Littérature : « Mamie fait de la résistance …»
Jean-Claude Renard a œuvré plusieurs années au Centre régional du livre de Vendôme, à l’époque quartier Rochambeau. Couvert aussi à maintes reprises les Promenades photographiques pour la presse nationale.
Le journaliste-écrivain revient avec un troisième roman, qui donne à voir le quotidien bousculé d’une grand-mère fantasque et attachante. De la belle ouvrage.

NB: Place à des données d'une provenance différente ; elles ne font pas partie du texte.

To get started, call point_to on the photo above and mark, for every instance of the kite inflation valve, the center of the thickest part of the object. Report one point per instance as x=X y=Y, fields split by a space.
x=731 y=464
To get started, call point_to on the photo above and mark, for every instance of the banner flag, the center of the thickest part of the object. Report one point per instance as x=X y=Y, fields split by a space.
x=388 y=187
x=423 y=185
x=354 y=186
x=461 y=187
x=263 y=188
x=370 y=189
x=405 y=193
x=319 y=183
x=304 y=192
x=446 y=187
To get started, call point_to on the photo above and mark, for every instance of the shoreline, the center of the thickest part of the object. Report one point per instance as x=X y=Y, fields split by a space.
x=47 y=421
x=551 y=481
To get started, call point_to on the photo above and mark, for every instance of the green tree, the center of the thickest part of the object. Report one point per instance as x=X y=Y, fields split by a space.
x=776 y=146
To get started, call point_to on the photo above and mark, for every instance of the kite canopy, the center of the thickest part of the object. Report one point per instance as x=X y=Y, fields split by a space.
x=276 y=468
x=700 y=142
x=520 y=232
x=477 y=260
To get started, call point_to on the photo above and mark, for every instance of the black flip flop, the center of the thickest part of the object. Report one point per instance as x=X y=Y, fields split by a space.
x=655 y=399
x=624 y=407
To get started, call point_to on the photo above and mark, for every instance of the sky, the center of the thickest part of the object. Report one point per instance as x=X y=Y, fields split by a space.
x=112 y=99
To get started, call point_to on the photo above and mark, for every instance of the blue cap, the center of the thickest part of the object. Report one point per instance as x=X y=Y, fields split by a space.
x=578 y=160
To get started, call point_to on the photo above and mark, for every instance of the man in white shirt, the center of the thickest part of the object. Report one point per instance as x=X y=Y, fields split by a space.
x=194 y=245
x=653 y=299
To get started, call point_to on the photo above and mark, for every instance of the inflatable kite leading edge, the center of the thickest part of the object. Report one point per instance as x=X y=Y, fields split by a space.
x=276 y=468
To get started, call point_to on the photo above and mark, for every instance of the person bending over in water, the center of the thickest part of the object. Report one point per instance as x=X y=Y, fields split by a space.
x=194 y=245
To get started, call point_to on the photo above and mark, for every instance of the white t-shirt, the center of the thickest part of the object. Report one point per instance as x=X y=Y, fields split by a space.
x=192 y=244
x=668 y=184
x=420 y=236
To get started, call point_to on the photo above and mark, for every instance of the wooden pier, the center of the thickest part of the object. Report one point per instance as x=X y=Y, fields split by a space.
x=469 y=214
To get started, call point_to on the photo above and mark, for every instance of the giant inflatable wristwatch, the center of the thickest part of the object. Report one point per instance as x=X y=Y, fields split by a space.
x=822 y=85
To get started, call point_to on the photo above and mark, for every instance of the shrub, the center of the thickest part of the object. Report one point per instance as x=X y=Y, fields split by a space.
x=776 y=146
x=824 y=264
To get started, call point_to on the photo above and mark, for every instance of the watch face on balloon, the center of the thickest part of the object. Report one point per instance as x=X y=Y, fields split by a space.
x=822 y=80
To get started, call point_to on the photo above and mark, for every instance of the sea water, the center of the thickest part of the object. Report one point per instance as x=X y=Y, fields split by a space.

Quand Guy Bedos, qui répondait à une de ses interviews, lui demande, mi-curieux-mi-amusé : «C’est drôle, vous, vous n’êtes pas comme les autres journalistes.» La réponse, mi-laconique mi-ironique, de Jean-Claude Renard fuse comme un pet de nonne sur une toile cirée : «C’est peut-être parce que je ne le suis pas…» Et pourtant, depuis deux décennies, le bonhomme peut se targuer de plusieurs centaines d’articles rédigés pour le compte de la presse nationale. Culture, médias, gastronomie, société… il enquille avec délectation les feuillets, les rencontres, les interviews, les portraits, les coups de cœur et les coups de gueule. Chroniquant avec jubilation spectacles, émissions de télé, de radio, essais, documentaires et expositions. Et si le nœud gordien de l’affaire se révélait dans son appétence à se jouer des mots, à jongler avec la syntaxe et les adverbes, qu’il inverse, doublonne, triture et multiplie à l’envi ?
De Robert Doisneau à l’Italie
Pas de hasard s’il a débuté son sacerdoce journalistique au Centre régional du livre, dans les années 2000, à Vendôme, du côté de Rochambeau, après une thèse sur «les figures maternelles dans le roman célinien». Une influence revendiquée aux côtés de celles de Pierre Desproges et de Thomas Bernhard. Rien de moins. Un journaliste pas comme les autres. Aux aguets, en éveil, comptable de son temps qu’il évalue à la minute près. Bousculé parfois tard le soir par les SMS de Christiane Taubira après leur rencontre au ministère de la Justice. Un entretien politique mené place Vendôme qui a viré à un inventaire à la Prévert des auteurs que ces deux-là avaient en commun. A l’identique de ses interviews avec Henri Cartier-Bresson, Paul Pavlowitch ou Yolande Moreau.
“Une madeleine de Proust”
Gîte, paleron, macreuse, gras-double et quinquina, l’écriture, vive et ciselée, se nourrit de mots choisis, parfois oubliés, eux aussi, et qui percutent l’esprit et l’estomac du lecteur.
Viandard du vocable, à la tendreté masquée sous le piment de l’humour, Jean-Claude Renard signe ici sans doute son roman le plus abouti, pêle-mêlant drôlerie, bienveillance et sociologie dans la cassolette cuivrée de l’amour et de la filiation.
Si je sors je me perds, Jean-Claude Renard,
éd. L’Iconoclaste, 190 p., 15 euros (janvier 2018).